Your friends list is separate across regions, and so are your characters and accounts in Blizzard's various games. Switching regions to play with out-of-continent friends is and has always been a hassle. That's nothing new; it’s been this way since Battle.net launched.
Needless to say, no other platform I can think of stores multiple friends lists for its users. Steam, GOG, PSN, XBL. All offer one universal list for all your friends. You can join their games and they can join yours, regardless of the physical distance between you.
European payers know they can expect some lag when joining an American friend’s game, and vice versa. But nobody has to worry about checking who’s on which list.
The comparison with Steam is inevitable - and crucially, necessary. There’s a significant number of features players expect and use daily on Steam that do not exist on Battle.net.
A global friends list is one thing, but what about ease of access to game forums, user reviews, and even simple things like an achievement hub or the community pages around games? What about the news hub, which lets you specifically read about patches for a particular game?
Right now, It’ll take me maybe ten seconds to find out what changes the most recent patch did to Call of Duty: WW2, and I can just as easily check through the comments if it broke something. In fact, many developers use Steam to deliver messages like that directly to a game’s community, and it saves players the time of having to scour god knows how many social media accounts to check the status of an update or see whether a developer is aware of a certain issue.
All of these features disappear with the move to Battle.net. That’s just Steam's benefits around the game’s periphery, there are far more worrying implications to this move.
For one thing, Battle.net doesn’t expose player numbers. PC players use Steam’s concurrent player data as a tool to determine whether it’s worth buying multiplayer games on PC.
The market for multiplayer shooters on PC is always changing, we’ve seen many shooters that should have at least had a moderate success fail, and ones that were always guaranteed to be nothing more than modest make it big.
$60 games that release annually and demand even more money for DLC and microtransactions do incredibly poorly on PC. That’s just the way it is. The last time Call of Duty mattered on PC was during the era of the original Modern Warfare.
The success of Call of Duty: WW2 on PC last year is an exception, and you need only look at peak concurrent player numbers for every other Call of Duty game to see it. Even most of those enamoured by the return to WW2 abandoned the game shortly after launch. Without that tool, many PC players simply won't be able to afford to place a $60 (at minimum) bet.
This is terrible news for those loyal Call of Duty players on PC, and it’s even more disappointing now because the Black Ops 4 PC version does seem like it’s going to be pretty good.

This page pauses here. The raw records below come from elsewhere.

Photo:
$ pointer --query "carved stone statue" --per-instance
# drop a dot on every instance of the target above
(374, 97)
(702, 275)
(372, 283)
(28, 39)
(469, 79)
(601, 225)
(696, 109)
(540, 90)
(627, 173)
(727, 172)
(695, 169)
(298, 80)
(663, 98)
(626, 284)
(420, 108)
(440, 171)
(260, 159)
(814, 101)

The other big knock-on effect of being exclusive to Battle.net is that Activision can more tightly control the game’s price on PC. PC players know that third-party key sellers don’t always stock Call of Duty games, and when they do, they’re nowhere near as discounted as other AAA games, whether at launch or in future sales.
The vast majority of my PC friends never buy big games directly from Steam. There’s almost always a cheaper deal somewhere - on legitimate sites - let alone the grey/black market. Blizzard games, being Battle.net exclusive, have always had this problem, and Call of Duty is about to have it now.
It’s almost a perfect storm of reasons why PC players will be tempted to avoid Call of Duty this year. If the reduced amount of content and the unchanged $60 price tag weren't enough, players are now being forced to abandon features they relied on for years – all so that Activision can make a bit extra off PC sales. That’s really what it comes down to.
Everyone is glossing over the fact neither Activision nor Treyarch have tried to make a case for why the game is moving to Battle.net. Destiny 2 was the first game in the series to come to PC, and Blizzard at least tried to message it in a way that made a bit of sense.
Things are much different with Call of Duty, and it’s in no small part because of the game’s history on Steam. I fear this just accelerates the series' demise on PC.